The transition will pick up in earnest from next month as the market seeks to come to grips with new and existing options to comply with the IMO global sulphur cap. Total sees this as one signpost marking the start of the mandatory low sulphur transition for the marine fuel industry.
Total wants to maintain ‘flexibility’ in sourcing either direct from its refineries or blends of heavy fuel oil and distillates to help its clients navigate this transition.
TOTAL’S marine fuels unit is gearing up for an expected six-month low sulphur transition starting from this October.
Total Marine Fuels Global Solutions global sales and business development director Jesper Rosenkrans told Lloyd’s List during an exclusive interview that bunkering of fuel oil with 0.5% sulphur, or VLSFO, “will pick up in a meaningful way” in October.

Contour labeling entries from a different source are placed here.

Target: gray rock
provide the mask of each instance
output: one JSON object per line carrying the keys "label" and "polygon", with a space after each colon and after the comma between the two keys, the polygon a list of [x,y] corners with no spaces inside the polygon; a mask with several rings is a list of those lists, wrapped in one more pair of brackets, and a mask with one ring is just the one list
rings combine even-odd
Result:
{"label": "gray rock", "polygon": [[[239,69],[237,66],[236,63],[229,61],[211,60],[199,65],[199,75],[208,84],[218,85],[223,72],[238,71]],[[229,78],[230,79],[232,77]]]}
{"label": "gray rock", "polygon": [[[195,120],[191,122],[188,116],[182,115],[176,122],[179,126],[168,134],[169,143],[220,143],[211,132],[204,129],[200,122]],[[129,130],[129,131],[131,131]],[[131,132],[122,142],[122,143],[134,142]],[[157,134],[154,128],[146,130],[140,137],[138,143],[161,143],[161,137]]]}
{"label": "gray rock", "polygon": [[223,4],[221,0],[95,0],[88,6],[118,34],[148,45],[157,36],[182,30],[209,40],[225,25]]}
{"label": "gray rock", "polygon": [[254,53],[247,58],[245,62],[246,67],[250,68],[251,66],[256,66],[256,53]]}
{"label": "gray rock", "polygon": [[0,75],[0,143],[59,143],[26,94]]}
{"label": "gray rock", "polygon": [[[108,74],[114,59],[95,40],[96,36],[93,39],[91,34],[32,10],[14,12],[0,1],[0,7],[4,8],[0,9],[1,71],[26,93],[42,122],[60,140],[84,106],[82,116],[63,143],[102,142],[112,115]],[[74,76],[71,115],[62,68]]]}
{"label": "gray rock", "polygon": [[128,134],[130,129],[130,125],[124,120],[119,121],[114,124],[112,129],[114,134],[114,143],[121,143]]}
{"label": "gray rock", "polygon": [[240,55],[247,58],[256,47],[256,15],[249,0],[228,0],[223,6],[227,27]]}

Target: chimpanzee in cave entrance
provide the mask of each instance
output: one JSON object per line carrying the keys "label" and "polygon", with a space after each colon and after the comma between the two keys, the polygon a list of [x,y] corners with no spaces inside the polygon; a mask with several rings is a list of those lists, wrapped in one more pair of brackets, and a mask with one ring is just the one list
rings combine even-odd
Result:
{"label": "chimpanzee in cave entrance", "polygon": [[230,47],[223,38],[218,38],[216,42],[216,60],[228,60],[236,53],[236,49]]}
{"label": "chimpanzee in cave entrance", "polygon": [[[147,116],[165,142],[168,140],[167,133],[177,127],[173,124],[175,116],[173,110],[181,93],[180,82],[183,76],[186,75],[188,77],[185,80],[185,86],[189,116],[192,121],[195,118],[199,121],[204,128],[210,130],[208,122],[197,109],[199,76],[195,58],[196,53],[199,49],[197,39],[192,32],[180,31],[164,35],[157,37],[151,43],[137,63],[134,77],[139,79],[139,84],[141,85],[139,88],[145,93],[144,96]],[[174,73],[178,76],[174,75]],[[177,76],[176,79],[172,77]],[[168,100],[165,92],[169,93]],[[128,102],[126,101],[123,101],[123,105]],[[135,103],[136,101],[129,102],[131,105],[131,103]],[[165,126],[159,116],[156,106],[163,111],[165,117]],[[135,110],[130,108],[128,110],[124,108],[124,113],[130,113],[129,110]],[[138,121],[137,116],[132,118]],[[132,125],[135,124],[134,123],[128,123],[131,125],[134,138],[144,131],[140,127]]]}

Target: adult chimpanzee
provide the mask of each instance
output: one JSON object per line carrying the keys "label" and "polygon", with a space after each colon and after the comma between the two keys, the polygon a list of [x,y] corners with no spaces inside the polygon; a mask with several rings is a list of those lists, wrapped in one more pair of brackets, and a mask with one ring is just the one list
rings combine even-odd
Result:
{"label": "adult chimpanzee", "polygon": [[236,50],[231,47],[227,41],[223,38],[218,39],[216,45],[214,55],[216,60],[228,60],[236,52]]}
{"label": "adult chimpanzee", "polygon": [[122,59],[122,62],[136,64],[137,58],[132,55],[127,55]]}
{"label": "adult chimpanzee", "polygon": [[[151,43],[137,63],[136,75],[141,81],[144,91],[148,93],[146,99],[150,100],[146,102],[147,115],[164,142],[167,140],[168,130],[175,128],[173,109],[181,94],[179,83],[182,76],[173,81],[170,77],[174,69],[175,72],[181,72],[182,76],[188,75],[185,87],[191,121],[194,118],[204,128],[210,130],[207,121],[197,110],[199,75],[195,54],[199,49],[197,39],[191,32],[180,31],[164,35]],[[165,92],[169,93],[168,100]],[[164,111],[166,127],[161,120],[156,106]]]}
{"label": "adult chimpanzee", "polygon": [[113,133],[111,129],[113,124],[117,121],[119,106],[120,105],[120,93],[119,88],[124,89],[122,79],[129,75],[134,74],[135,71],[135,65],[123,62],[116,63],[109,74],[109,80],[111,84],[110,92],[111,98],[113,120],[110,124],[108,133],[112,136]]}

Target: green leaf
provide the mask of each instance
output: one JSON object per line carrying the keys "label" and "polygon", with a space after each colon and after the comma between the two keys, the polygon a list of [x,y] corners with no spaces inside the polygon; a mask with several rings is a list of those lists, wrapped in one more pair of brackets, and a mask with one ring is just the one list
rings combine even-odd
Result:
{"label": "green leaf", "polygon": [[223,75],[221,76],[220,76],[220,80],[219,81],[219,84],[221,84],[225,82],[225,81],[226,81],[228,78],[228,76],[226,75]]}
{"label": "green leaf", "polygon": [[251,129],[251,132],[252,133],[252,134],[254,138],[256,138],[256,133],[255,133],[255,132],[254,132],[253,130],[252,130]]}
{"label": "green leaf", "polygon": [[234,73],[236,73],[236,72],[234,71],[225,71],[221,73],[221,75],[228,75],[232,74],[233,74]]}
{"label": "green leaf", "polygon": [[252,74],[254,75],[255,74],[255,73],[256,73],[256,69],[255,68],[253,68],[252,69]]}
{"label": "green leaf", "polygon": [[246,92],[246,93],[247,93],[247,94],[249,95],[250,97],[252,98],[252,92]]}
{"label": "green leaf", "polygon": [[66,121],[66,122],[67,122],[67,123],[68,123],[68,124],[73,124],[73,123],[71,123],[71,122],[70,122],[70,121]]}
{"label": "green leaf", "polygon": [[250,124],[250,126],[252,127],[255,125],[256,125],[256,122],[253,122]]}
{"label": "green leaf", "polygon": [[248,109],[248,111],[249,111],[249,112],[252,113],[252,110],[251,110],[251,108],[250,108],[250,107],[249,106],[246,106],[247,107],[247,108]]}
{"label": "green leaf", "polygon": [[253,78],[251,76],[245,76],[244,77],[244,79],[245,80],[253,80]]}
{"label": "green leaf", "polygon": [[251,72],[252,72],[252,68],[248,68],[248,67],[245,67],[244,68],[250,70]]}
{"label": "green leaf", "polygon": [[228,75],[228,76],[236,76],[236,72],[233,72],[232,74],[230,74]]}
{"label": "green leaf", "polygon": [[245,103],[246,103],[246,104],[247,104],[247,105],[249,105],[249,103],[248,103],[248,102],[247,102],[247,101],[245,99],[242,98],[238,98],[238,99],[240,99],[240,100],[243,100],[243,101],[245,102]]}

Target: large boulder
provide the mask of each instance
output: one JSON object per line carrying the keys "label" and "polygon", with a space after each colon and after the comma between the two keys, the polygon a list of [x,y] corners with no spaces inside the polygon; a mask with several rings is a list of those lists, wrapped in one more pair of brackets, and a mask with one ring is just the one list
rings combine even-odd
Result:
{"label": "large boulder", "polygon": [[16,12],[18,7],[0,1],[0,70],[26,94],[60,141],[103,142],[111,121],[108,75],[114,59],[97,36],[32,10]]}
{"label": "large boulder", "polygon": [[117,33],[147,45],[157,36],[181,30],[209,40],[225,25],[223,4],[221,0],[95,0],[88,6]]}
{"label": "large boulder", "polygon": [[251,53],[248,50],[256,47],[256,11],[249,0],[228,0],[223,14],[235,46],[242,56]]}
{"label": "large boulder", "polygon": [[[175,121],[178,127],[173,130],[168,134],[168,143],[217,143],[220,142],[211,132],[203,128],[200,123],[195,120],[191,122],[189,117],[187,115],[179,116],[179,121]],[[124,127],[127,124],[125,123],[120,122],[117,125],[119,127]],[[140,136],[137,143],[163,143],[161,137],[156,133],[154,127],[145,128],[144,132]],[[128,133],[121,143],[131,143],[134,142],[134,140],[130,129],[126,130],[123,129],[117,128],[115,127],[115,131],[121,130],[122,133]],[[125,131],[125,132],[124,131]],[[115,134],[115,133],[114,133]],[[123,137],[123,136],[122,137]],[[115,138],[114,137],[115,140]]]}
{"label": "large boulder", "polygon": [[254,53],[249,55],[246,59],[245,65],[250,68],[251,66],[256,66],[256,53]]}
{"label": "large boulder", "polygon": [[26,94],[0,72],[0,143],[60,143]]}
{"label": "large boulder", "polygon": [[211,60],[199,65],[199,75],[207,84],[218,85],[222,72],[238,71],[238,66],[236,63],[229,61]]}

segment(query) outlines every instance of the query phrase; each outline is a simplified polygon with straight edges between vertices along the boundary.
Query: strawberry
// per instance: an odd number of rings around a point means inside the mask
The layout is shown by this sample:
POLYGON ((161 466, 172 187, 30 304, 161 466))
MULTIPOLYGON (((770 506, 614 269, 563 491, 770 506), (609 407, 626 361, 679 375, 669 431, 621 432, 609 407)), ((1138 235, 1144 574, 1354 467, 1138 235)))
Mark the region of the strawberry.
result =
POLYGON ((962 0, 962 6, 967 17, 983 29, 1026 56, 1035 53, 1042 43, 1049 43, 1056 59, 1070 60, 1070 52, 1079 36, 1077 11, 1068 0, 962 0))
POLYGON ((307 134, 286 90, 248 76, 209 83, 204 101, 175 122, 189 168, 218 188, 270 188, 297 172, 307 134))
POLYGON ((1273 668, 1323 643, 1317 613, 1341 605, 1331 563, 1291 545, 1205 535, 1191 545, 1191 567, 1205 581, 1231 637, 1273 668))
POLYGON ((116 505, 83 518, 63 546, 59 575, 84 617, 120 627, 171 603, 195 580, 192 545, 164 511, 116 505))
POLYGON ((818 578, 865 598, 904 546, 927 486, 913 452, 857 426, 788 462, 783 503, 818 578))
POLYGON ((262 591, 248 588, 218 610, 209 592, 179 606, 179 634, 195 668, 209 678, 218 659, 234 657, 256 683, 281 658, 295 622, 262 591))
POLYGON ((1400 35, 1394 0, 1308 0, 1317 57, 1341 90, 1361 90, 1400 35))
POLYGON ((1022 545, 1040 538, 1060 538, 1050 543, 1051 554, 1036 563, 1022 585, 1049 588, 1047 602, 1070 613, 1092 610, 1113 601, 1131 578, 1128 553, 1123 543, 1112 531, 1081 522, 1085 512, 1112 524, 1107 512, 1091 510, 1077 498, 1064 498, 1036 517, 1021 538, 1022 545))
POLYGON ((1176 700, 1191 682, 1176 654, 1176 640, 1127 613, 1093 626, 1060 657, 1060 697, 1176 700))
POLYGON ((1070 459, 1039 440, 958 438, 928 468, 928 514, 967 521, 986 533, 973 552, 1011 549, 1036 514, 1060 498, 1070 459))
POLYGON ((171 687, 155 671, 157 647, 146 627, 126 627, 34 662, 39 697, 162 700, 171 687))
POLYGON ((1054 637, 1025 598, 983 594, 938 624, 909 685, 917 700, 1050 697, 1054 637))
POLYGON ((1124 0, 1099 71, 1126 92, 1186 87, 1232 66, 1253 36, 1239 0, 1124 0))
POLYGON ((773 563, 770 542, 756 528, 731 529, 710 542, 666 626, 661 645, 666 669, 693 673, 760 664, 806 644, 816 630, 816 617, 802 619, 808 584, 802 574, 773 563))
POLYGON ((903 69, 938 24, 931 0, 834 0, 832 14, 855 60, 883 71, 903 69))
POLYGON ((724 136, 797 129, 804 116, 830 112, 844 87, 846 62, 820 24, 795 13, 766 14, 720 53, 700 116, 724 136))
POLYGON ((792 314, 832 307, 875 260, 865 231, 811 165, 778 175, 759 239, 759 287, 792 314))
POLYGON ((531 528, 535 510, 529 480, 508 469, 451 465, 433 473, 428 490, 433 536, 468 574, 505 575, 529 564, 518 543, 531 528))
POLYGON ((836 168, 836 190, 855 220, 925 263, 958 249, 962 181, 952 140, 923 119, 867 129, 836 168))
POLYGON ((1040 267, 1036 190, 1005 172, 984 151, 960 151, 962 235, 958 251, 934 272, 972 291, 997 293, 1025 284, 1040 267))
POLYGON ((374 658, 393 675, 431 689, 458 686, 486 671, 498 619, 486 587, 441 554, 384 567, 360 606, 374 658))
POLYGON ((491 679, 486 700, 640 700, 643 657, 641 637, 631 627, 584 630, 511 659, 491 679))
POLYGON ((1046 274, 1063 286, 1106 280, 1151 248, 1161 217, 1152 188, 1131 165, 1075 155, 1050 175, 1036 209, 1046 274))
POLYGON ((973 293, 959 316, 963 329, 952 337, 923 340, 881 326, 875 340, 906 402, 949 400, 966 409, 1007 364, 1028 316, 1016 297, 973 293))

That will be one signpost marking the start of the mandatory low sulphur transition for the marine fuel industry, which Mr Rosenkrans said, is largely seen to last for six months.
From January 1, 2020, the International Maritime Organization’s 0.5% regulatory cap on sulphur in marine fuels on board ships with no pre-installed scrubbers – the IMO 2020 regulation – will take effect.
Two oil-based alternatives, VLSFO and marine gas oil, are commonly regarded as compliant alternatives to fuel oil with 3.5% sulphur, or HSFO – still the dominant fuel type in the pre-IMO 2020 market.
Speaking to Lloyd’s List on the sidelines of IBC Asia’s 9th Biennial Bunker conference in Singapore, Mr Rosenkrans describes the bunker market as undergoing “a discovery mode” as players size up the compliant options on the table.
To begin with, shipping lines are still trying to ascertain the availability and price of VLSFO products at ports around the world.
Mr Rosenkrans reckoned that against this background, some shipping lines may go with MGO three to six months into the transition.
Where the fuel availability issue is concerned, Total has sought to reassure its shipping clients that it expects to supply VLSFO at least across the ports where it has been actively supplying HSFO before IMO 2020.
Lloyd’s List understands that the supermajor operates several refineries in Europe capable of pumping out VLSFO.
Mr Rosenkrans pointed out however that Total will tap “different sources of VLSFO” to supply into the marine fuels market.
Total, as with other supermajors and refinery operators, will look to supply VLSFO products that come from blending of HSFO with distillates.
VLSFO sourced directly from refineries is commonly perceived as being more stable in quality compared to blended alternatives.
Mr Rosenkrans acknowledged that the consistency in quality would probably be higher from a refined product.
But he also qualified that a refined product will not always be the same given the refinery may require a change in its crude slate from month to month.
“Blending also takes place in a refinery, so the distinction is less clear between the two,” he explained.
The Total executive reiterated that the supermajor would want to maintain flexibility in sourcing VLSFO to provide “best quality products at best prices possible” to its customers.
“If a customer wants a customised, very specific VLSFO, it is technically possible to supply but all aspects including costs would need to be considered,” he added.